Today is the day by which Tony Nicklinson was required to lodge his application for permission to appeal the courts judgment. Jane Nicklinson has decided to pursue that appeal as the wife and carer of Tony Nicklinson. Also the British Humanist Association has applied to intervene in the case.

The basis of the claim and appeal is as follows:

(a)   The claim it is proposed may now be brought by Jane Nicklinson is founded on a violation of her own rights under Article 8, following Koch v Germany.

(b)   Second, the claim it is proposed to be brought on behalf of Mr. Nicklinson’ estate is that now that he has died the immediate issue – securing a change in the law to allow a medical professional to assist him in ending his life – has fallen away.  However, Mr. Nicklinson suffered greatly as a result of the law and, on his case, his common law and Convention rights have been violated. Prior to his death he was entitled to a remedy to vindicate his rights which gave rise to causes of action that have passed to his estate. These have a financial and a symbolic value which Mrs. Nicklinson is entitled to pursue on behalf of the estate.

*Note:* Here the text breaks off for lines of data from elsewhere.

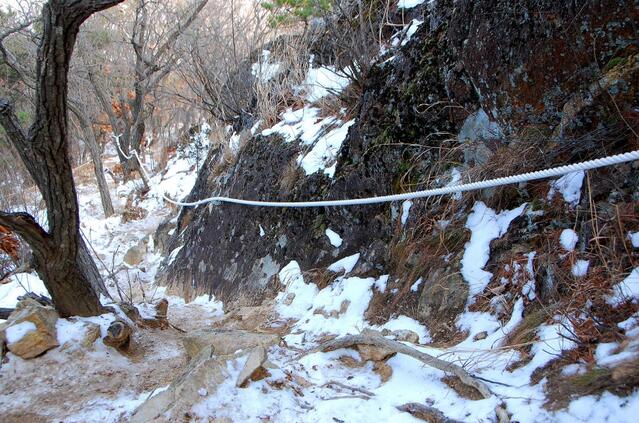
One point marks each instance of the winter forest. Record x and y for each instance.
(319, 211)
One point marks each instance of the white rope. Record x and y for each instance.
(473, 186)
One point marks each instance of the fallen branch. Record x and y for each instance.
(424, 412)
(352, 388)
(379, 341)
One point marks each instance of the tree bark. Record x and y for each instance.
(59, 254)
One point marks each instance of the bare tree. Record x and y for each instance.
(27, 76)
(155, 58)
(59, 254)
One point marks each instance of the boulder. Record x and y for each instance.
(254, 364)
(405, 335)
(118, 335)
(203, 375)
(30, 330)
(226, 342)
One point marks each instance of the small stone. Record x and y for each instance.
(405, 335)
(134, 255)
(480, 336)
(38, 324)
(91, 334)
(254, 362)
(162, 309)
(372, 353)
(383, 370)
(118, 335)
(226, 341)
(289, 299)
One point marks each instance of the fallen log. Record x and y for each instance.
(379, 341)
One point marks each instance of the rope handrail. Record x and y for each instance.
(472, 186)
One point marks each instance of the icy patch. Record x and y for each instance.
(104, 409)
(485, 225)
(16, 332)
(478, 126)
(413, 26)
(568, 239)
(409, 4)
(298, 296)
(299, 123)
(174, 254)
(407, 323)
(325, 151)
(529, 287)
(346, 265)
(406, 205)
(337, 309)
(580, 268)
(569, 186)
(628, 289)
(380, 283)
(455, 178)
(334, 238)
(20, 284)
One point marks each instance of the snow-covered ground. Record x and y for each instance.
(98, 384)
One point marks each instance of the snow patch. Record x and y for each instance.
(334, 238)
(580, 268)
(485, 225)
(409, 4)
(346, 265)
(406, 205)
(569, 186)
(628, 289)
(325, 151)
(16, 332)
(568, 239)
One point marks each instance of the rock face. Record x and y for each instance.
(118, 335)
(203, 374)
(30, 330)
(254, 363)
(518, 71)
(224, 342)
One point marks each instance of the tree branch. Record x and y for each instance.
(181, 27)
(16, 133)
(26, 227)
(379, 341)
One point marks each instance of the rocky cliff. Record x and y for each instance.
(482, 89)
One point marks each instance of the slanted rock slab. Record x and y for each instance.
(226, 342)
(203, 374)
(255, 360)
(30, 330)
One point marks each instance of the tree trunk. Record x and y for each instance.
(60, 256)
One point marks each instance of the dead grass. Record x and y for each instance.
(620, 380)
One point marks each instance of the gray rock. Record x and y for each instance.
(255, 360)
(226, 342)
(34, 328)
(204, 372)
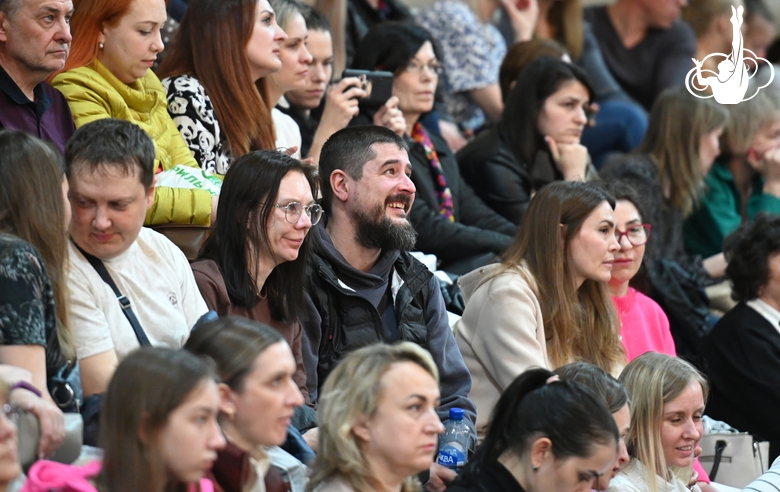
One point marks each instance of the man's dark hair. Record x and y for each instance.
(315, 20)
(349, 150)
(747, 251)
(111, 142)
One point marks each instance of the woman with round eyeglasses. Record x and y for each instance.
(254, 262)
(643, 325)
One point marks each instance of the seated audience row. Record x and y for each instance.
(36, 327)
(537, 140)
(743, 349)
(451, 221)
(547, 303)
(107, 75)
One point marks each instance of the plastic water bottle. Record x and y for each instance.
(454, 442)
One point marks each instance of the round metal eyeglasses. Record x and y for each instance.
(293, 211)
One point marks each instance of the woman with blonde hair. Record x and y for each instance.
(744, 180)
(158, 429)
(34, 327)
(295, 58)
(670, 165)
(378, 421)
(546, 304)
(667, 397)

(c)   The importance of the issues raised by the case. This requires no further elaboration. Were this case being pursued in Strasbourg the death of a claimant is no bar to the application being considered where “the continued examination of the present application would contribute to elucidate, safeguard and develop the standards of protection under the Convention”: That is pre-eminently so in the present case.

(a)    Permission to appeal
1. The Claimant seeks permission to appeal on the grounds (CPR 52) that (a) an appeal would have a real prospect of success and/ or (b) there are other compelling reasons why the appeal should be heard.

Saimo Chahal, Bindmans LLP said:

“Jane’s application to take Tony’s place in the claim is a strong and compelling one.  It is evident from recent polls that around 70% of the public consider that there should be a change in the law in this area. The case has very wide public significance which should be considered by the Court of Appeal and if necessary by the Supreme Court.”

Jane Nicklinson said: “I am delighted that I am able to continue what Tony started. I feel very stongly that this issue should be addressed. It is too late for Tony but I hope that we can now help those who find themselves in a similar position. Nobody should have to suffer like he did.”